What can I say about the succession of visits to all the big offices in the United States, after I got out of the hell that was Rwanda in April of 1994? Alison kept me from drowning in my grief, even when I didn't know where my children were. With her I could laugh again; she knew how to reach me with a joke. She sensed when I was falling apart, and she was always there at the right time with something to say, to keep me from getting carried away in my grief. I owe her much. Life kept us apart from one another, somewhat, and the nature of my struggles has changed, but whenever we talked it was a sheer delight.

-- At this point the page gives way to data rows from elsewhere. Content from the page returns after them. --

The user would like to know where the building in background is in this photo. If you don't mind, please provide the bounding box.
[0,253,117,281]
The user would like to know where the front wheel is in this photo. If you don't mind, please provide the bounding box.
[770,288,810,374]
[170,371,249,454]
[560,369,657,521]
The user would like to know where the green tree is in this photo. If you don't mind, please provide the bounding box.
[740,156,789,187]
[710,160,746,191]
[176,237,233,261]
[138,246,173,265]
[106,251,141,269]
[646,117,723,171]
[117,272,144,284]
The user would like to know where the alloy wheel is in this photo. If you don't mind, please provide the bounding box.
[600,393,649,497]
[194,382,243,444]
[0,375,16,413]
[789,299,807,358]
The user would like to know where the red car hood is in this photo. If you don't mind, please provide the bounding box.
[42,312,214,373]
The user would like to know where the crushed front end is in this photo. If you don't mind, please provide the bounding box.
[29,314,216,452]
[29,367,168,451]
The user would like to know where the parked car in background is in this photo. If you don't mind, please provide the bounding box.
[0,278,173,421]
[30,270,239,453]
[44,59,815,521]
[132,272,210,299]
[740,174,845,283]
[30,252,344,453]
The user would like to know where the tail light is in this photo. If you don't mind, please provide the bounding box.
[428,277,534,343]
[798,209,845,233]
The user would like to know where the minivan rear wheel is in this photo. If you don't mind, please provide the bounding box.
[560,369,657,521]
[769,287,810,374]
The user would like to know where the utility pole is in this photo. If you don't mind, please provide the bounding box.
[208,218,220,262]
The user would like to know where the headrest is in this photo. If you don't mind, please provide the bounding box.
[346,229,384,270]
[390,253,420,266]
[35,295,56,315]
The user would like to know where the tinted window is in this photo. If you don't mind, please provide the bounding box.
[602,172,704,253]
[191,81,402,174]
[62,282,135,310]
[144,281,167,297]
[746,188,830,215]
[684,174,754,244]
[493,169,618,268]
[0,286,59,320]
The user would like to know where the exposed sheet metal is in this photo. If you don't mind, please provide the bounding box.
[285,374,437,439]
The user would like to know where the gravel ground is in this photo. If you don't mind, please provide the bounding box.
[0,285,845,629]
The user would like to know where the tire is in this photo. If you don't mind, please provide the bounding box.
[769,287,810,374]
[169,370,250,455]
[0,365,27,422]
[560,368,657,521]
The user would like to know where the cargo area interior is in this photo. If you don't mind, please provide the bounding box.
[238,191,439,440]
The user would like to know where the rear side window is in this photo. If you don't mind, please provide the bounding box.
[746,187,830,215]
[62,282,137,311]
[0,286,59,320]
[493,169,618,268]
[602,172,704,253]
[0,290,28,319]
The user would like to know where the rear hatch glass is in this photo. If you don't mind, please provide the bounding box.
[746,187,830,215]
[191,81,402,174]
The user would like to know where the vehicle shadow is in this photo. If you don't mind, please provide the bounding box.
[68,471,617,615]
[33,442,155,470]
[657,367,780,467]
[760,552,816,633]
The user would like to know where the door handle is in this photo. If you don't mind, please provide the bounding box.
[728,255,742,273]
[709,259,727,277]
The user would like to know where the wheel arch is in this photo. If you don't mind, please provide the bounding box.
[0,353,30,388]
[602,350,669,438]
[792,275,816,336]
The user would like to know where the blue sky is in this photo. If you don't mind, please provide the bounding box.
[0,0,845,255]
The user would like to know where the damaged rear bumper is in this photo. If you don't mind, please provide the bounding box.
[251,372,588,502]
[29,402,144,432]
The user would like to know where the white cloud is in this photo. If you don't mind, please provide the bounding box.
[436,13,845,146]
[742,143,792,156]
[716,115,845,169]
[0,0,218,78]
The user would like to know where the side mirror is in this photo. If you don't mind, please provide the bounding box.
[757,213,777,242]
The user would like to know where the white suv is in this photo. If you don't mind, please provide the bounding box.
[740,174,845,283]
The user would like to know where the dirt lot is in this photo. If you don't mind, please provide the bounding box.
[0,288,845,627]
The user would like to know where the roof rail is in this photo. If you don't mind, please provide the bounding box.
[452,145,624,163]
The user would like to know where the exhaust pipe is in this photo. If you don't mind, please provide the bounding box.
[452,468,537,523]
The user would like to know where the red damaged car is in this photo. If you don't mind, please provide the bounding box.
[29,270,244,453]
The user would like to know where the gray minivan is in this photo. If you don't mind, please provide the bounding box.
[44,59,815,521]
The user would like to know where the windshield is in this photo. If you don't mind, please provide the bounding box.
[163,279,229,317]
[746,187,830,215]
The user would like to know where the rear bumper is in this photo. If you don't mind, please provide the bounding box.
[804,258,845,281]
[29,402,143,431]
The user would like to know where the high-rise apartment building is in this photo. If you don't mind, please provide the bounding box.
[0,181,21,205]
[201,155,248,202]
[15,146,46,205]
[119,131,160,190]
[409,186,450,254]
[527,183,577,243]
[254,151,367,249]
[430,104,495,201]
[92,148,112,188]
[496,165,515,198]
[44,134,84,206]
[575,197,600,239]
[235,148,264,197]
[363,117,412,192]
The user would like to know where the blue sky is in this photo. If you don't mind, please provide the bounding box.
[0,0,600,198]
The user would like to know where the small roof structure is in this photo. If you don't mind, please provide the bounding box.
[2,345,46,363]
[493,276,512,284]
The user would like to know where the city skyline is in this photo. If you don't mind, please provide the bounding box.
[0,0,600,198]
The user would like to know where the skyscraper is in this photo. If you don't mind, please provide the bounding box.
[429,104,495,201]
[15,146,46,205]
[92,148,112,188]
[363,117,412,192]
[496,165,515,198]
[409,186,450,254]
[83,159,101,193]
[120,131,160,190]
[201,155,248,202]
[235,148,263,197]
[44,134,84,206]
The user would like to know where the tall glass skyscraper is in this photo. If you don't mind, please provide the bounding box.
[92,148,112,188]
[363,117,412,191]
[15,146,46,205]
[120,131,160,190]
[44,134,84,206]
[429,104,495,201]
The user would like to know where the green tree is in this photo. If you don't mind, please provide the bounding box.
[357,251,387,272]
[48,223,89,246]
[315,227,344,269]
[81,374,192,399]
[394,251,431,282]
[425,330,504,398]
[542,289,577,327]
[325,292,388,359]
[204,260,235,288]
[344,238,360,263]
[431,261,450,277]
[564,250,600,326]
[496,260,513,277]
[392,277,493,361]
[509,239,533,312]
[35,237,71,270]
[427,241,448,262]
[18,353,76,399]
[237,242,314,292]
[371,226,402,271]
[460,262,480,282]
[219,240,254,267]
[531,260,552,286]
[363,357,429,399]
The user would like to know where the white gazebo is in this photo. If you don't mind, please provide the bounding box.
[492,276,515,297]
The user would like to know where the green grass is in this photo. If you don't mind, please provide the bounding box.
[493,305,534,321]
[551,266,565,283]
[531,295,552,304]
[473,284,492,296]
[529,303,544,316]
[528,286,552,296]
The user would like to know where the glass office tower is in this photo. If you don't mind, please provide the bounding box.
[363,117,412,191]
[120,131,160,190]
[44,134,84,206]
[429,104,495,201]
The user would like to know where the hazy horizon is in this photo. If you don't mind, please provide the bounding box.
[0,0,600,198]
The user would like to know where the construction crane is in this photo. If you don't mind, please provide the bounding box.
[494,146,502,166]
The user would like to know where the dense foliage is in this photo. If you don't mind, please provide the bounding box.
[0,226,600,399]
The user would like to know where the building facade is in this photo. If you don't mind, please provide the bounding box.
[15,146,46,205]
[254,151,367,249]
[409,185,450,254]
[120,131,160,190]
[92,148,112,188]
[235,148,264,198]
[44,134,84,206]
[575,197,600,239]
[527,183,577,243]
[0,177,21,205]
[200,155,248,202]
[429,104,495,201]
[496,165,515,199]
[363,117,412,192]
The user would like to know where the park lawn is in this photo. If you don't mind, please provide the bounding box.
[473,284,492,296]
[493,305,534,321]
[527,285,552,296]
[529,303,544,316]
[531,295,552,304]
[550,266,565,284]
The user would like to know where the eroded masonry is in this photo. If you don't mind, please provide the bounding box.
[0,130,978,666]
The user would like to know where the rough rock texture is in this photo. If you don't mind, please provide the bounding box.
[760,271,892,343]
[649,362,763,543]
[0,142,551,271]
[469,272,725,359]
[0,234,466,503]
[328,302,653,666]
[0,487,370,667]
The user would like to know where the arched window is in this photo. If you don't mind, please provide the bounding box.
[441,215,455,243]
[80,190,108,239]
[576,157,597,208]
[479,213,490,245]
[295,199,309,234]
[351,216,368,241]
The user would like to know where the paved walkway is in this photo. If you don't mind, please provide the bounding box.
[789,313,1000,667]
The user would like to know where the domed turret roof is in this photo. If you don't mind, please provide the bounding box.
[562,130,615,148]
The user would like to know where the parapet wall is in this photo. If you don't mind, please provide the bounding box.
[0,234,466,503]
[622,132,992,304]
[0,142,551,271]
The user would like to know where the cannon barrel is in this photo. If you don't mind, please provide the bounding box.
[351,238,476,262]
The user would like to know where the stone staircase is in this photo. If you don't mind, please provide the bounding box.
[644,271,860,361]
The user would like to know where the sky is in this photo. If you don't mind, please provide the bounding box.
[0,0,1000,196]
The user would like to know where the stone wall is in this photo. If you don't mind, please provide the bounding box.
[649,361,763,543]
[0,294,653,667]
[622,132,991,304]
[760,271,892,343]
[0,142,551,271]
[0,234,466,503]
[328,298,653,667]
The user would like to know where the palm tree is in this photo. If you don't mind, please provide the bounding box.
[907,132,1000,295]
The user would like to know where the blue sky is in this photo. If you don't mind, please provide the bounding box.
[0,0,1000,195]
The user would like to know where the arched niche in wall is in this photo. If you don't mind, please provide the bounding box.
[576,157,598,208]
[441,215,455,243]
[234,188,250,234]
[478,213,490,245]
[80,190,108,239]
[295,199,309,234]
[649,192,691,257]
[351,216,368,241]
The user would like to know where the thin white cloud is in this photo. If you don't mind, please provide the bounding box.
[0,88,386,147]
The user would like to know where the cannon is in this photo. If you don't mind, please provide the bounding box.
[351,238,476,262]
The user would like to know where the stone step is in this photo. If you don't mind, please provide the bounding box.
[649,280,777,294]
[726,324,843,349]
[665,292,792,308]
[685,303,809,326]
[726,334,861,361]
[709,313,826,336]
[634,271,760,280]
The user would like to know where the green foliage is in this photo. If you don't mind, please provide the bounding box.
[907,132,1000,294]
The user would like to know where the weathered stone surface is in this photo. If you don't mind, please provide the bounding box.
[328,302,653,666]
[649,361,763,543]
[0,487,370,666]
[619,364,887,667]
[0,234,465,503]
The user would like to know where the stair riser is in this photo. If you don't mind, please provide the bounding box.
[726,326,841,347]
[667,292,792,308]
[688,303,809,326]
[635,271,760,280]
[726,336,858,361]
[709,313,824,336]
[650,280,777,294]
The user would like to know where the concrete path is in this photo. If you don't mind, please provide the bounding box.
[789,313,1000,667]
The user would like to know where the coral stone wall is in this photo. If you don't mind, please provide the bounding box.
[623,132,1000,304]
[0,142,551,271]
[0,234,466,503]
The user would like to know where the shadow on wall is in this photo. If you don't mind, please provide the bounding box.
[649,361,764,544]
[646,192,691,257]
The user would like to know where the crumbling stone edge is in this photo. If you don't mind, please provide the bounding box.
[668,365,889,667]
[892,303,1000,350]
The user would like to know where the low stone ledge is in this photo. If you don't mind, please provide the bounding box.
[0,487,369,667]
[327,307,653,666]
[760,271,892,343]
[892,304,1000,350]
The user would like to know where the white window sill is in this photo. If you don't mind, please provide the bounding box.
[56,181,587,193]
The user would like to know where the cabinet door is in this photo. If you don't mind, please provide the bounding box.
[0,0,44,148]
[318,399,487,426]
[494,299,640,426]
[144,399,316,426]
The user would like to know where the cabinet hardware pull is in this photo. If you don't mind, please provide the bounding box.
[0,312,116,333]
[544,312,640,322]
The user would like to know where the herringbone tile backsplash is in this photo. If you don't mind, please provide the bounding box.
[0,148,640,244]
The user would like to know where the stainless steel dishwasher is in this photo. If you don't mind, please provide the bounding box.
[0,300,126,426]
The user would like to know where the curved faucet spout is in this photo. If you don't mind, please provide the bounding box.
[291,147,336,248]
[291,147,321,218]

Alison shouldn't have died like this, but it is over and we can do nothing about it. Alison is gone, physically, but she will live inside of us forever. I have to maintain my faith, because it is the only way I can keep the hope of seeing her again someday. Alison, you were a Great Lady, with a big heart and a noble soul. I was lucky to share intense moments in my life with you.



* Dr. Monique Mujawamariya was a prominent human rights activist in Rwanda at the time of the Rwandan genocide in 1994. With the help of Alison Des Forges, she managed to escape death. Dr. Mujawamariya currently lives in Montreal, where she is founder and president of the organization Mobilisation Enfants du Monde (MEM).